Here's a plot of the data:

exdf |> 
  ggplot(aes(x = TENURE, y = GrowthRate)) +
  geom_point()

Looks like this: enter image description here

I would like to model GrowthRate as a function of Tenure.

Just eyeballing the plot, I thought that maybe a Weibull regression would be appropriate. However, all I could find there was survival analysis where one passes a Surv() object to a regression and where the surv object contains 1/0 data for whether or not the observation has survived or not. i.e. binary data.

I'm being deliberately open ended here. What is a 'good' way to model the relationship between GrowthRate and Tenure (in R)?

$\endgroup$
8
  • 1
    $\begingroup$ Could you explain how this differs from your previous question? $\endgroup$
    – whuber
    Commented Jan 19, 2022 at 17:27
  • $\begingroup$ In several ways. First, I've provided actual, though disguised data (E.g. your comment over there "A graph that conforms to the formula for a Weibull density is not a Weibull regression model!"). Second, I've worded this in a way to be deliberately open ended. I've hinted towards weibull because I think a weibull is appropriate, but I cannot see how to make it work with this data frame. Actually, I would have liked to delete that post and started fresh with this one but since someone already answered I did not close. But... $\endgroup$
    – Doug Fir
    Commented Jan 19, 2022 at 18:38
  • $\begingroup$ ... , Dave's answer... I struggled to read what was happening here. Is it a weibull? nls() syntax is 'hard'. $\endgroup$
    – Doug Fir
    Commented Jan 19, 2022 at 18:38
  • 1
    $\begingroup$ At stats.stackexchange.com/a/35717/919 and stats.stackexchange.com/a/74594/919 I describe a simple, effective method. It results quickly in lm(GrowthRate^(1/3) ~ I(-TENURE^(-1/3)), exdf) and you can go on from there. But parts of your post remain mysterious. I don't understand why you insist on some form of "Weibull regression," whatever that might mean. And what does this have to do with survival analysis? There's no indication of right censoring. $\endgroup$
    – whuber
    Commented Jan 19, 2022 at 19:15
  • 2
    $\begingroup$ All decreasing curved paths are going to look qualitatively similar: that appearance is no basis for choosing a functional form. Your questions shouldn't be about weibull regression or weibull models or particular curves: they should be about understanding your data.
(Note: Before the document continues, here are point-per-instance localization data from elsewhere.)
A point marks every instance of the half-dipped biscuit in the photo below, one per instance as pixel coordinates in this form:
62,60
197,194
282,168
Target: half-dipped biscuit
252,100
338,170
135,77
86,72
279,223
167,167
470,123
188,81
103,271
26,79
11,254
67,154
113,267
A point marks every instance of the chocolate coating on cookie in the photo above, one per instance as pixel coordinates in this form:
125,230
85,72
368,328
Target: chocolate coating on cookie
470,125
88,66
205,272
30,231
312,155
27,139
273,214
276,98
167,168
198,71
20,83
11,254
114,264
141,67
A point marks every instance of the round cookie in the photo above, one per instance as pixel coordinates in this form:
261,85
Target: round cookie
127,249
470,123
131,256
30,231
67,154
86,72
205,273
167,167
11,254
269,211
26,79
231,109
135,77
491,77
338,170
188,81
You don't seem to have any good reason to insist on the use of anything weibull for that purpose, so mentioning it looks more likely to misdirect readers than to guide them towards giving you good advice. $\endgroup$
    – whuber
    Commented Jan 19, 2022 at 21:39

1 Answer 1

0
$\begingroup$

Doug, I saw your comment let take this one step at a time.
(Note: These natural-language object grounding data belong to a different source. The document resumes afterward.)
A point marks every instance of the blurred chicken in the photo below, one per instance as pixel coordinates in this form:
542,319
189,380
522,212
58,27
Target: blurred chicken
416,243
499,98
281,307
The Weibull probability distributions functions is $ \frac{k}{\lambda} * (\frac{x}{\lambda})^{(k-1)}* e^{-(\frac{x}{\lambda})^k}$ for x greater than 0. This is a 2 parameter model ($k and \lambda$) where we need to estimate the values for both k and lambda. We have the x (ie tenure) and the dependent variable GrowthRate.

A the nls() nonlinear least squares function is a straight forward way to perform this fit.
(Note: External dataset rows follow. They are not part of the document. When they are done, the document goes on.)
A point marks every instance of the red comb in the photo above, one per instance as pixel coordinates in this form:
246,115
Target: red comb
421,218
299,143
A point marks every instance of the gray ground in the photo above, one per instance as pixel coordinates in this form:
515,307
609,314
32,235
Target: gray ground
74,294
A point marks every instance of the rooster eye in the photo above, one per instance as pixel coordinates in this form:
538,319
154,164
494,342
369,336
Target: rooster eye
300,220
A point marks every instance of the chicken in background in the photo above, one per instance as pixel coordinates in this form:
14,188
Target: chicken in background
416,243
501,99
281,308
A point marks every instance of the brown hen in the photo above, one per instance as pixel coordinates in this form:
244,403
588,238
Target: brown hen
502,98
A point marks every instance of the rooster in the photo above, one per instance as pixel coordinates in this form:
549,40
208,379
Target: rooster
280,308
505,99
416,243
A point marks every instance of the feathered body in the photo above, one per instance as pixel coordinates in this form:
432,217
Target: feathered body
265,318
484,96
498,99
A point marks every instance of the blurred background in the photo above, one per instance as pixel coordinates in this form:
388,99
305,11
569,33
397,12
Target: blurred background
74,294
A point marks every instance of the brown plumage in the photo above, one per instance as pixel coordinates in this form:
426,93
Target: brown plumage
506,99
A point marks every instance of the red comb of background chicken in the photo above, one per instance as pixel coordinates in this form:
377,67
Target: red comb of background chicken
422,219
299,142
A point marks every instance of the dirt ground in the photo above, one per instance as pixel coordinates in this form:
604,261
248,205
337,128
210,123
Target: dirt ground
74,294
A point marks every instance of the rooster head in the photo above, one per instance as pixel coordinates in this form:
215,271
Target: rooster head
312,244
This Weibull equation will translate into: "GrowthRate ~ k/lam*((TENURE/lam)^(k-1))*exp(-(TENURE/lam)^k)"

i<-15 #Extra parameter to scale
#Fit k and lambda in with Weibull probability density function
#initial estiamtes is k=1 and lambda=2
model_Weibull<-nls(GrowthRate ~ i*k/lam*((TENURE/lam)^(k-1))*exp(-(TENURE/lam)^k), data=exdf, 
                   start=list(k=1, lam=2))

#print summary of model
summary(model_Weibull)

#Now plot using base graphics
plot(exdf$TENURE, exdf$GrowthRate, xlim=c(1, 100))
test <- data.frame(TENURE=1:100)

#Now use the model to make the prediction
test$y<-predict(model_Weibull, test)
#Plot the prediction
lines(test$TENURE, test$y, col="green")

#Now use the model to make the prediction
test$y<-predict(model_Weibull, test)
#Plot the prediction
lines(test$TENURE, test$y, col="green")

#Repeat the fit with a different model

model<-nls(GrowthRate ~ a*exp(-b*TENURE), data=exdf, 
           start=list(a=1, b=0.1))
#print summary of model
summary(model)

#Set up the prediction
test <- data.frame(TENURE=1:100)
test$y<-predict(model, test)
#Plot
lines(test$TENURE, test$y, col="blue")

enter image description here

From the image the Weibull model is in green and a simpler exponential model $a *e^{-b*TENURE}$ is in blue.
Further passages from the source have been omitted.